Peter Jackson is throwing the doors to Middle Earth wide open.
Back in New Zealand to shoot "The Hobbit," a two-part prequel to his illustrious, Oscar-winning film adaptations of JRR Tolkien's "Lord of the Rings," Jackson is using Facebook to take fans closer to the action, posting videos that take viewers behind the scenes of the film.
In his first video, he opens up the costume shop (a Wizard Workshop, as he calls it), reveals the reconstruction of vital sets and shows the intense training and scientific precision needed to capture all of his intense battle scenes. Many of the sets and fighting training sessions were the same as the first three movies, providing a look back into those three classics, as well.
Martin Freeman, perhaps best known for his role in the original UK version of "The Office," will star in the films as Bilbo Baggins, joining Elijah Wood, Ian McKellen, Cate Blanchett and Orlando Bloom in the epic series. Bloom hasn't officially signed on yet, but says he plans on being in the film.
The director also revealed a bit of casting news for the film. In April, Rob Kazinsky had to pull out of the role of Fili for personal reasons; Jackson listed Dean O'Gorman as his replacement.
Dean's a terrific Kiwi actor, who I am thrilled to be working with. He's recently been in an excellent TV series down here called "The Almighty Johnsons", and I should let fans of that show know that our shooting schedule allows Dean to continue with a second series next year. Dean will be joining us next week.
Similarly, Jackson praised Lee Pace, newly cast as Elvin King Thranduil, father of Legolas.
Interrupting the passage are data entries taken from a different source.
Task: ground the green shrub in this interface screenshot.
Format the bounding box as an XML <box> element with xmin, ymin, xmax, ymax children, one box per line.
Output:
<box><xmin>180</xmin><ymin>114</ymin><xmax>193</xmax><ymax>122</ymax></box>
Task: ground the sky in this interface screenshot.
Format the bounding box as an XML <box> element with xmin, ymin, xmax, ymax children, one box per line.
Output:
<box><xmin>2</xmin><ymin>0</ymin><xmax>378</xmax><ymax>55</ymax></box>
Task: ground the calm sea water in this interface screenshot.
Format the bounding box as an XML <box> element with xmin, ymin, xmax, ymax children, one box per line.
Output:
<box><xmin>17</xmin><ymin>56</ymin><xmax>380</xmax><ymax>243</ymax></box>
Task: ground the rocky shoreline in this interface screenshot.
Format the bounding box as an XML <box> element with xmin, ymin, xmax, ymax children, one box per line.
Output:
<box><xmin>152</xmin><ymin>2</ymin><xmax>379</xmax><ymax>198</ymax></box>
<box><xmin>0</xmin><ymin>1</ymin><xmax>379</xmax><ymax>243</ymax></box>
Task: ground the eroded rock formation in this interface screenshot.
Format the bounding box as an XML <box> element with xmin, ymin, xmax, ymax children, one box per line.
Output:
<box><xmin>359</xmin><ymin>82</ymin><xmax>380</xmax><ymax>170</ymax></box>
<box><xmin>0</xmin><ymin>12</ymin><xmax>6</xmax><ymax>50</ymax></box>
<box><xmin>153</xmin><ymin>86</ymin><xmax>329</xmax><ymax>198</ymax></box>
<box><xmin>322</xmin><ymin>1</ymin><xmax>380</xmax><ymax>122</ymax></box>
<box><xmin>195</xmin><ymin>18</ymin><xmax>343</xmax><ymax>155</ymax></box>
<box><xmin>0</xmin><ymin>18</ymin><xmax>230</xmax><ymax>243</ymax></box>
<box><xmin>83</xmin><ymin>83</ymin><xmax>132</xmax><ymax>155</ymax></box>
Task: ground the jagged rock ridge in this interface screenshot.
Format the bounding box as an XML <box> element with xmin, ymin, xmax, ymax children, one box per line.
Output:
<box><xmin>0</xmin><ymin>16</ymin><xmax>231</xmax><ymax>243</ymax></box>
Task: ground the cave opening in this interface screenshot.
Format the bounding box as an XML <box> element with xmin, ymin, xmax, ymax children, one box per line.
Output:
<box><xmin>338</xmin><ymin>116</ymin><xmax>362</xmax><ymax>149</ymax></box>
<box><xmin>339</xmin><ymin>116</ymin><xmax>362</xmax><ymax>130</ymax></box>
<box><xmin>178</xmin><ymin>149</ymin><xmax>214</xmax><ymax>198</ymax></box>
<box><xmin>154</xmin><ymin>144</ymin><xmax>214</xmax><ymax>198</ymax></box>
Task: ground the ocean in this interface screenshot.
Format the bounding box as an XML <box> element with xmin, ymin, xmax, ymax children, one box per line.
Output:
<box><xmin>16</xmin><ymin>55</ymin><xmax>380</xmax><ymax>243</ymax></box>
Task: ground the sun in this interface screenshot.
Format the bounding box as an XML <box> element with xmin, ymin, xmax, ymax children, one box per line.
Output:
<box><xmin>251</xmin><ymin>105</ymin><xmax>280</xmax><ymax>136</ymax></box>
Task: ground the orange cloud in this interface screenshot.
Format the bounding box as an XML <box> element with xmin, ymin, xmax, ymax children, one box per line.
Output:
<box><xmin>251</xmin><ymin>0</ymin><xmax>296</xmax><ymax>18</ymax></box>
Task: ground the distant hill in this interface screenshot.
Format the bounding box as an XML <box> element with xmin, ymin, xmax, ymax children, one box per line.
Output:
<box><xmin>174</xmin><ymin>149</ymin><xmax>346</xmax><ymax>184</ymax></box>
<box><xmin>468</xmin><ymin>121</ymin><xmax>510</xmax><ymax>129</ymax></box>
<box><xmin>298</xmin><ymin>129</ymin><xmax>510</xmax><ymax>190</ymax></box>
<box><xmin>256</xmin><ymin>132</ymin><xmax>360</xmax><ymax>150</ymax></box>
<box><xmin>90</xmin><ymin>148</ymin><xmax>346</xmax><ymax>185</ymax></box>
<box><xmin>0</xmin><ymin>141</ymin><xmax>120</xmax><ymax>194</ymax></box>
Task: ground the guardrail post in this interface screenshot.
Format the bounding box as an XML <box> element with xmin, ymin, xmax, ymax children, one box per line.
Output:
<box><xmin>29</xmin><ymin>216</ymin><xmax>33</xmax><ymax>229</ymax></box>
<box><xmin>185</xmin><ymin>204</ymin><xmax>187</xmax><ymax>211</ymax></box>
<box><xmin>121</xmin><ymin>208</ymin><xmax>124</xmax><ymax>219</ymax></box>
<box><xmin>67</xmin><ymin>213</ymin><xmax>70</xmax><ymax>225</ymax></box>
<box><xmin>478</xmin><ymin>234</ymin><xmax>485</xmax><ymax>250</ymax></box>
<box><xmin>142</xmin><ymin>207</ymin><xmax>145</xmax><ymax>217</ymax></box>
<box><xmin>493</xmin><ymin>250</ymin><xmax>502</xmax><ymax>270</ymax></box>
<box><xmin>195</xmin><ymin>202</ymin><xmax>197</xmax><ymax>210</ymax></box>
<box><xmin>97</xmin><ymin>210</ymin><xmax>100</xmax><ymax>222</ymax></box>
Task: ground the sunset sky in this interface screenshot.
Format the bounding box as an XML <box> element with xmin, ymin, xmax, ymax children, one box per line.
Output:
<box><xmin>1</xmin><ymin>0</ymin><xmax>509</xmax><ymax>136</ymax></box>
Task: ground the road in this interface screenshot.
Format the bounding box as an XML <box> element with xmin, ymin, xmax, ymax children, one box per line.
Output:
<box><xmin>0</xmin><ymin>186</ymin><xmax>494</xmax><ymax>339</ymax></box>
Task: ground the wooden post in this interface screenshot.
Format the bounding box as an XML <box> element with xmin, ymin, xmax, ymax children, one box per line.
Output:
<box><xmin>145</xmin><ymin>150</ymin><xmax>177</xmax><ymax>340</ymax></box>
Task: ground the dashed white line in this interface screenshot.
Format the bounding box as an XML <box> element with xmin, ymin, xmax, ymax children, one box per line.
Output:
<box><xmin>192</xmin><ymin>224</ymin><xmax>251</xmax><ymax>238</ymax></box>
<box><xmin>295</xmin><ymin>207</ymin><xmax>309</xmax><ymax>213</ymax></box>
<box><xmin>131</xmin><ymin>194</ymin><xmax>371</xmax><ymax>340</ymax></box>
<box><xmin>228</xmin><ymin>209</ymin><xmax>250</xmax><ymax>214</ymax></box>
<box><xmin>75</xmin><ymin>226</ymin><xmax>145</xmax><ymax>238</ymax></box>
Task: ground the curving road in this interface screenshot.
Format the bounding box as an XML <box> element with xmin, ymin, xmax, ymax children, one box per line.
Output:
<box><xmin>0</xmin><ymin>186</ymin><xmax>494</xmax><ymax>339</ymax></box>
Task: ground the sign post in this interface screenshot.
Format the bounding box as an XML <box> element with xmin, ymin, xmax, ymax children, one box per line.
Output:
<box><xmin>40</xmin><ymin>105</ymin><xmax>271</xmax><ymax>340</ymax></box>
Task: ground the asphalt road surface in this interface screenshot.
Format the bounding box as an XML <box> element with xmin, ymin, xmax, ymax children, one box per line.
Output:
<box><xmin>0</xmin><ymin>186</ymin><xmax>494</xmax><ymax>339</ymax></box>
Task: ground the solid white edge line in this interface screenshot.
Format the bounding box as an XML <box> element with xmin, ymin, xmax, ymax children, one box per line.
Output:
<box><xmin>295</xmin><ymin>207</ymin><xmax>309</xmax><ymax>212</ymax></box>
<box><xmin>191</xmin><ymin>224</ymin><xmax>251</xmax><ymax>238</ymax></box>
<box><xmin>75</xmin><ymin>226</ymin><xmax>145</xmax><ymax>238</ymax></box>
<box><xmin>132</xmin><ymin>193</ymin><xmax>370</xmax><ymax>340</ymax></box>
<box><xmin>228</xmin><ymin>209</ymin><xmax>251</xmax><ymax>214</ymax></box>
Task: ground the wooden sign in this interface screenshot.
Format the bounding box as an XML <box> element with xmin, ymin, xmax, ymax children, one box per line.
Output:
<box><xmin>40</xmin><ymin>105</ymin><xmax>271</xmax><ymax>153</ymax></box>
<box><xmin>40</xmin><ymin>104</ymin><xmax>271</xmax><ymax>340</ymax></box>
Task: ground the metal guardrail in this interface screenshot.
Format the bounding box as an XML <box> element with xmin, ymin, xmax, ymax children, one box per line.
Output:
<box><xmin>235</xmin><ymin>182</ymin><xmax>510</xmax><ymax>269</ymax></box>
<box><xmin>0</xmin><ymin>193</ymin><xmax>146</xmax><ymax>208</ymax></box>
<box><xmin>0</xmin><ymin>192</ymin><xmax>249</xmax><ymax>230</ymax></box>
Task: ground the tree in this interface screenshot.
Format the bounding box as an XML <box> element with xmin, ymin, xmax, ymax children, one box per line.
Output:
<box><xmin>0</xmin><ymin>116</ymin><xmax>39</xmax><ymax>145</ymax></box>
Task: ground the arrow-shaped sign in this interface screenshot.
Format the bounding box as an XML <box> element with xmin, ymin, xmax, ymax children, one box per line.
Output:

Casting these Tolkien stories is very difficult, especially the Elven characters, and Lee has always been our first choice for Thranduil. He's going to be great. We loved his performance in a movie called "The Fall" a few years ago, and have been hoping to work with him since. When we were first discussing who would be right for Thranduil, Lee came into mind almost immediately.
Additionally, Hugo Weaving will play Elrond, who houses the Hobbits at a particularly crucial part of their journey.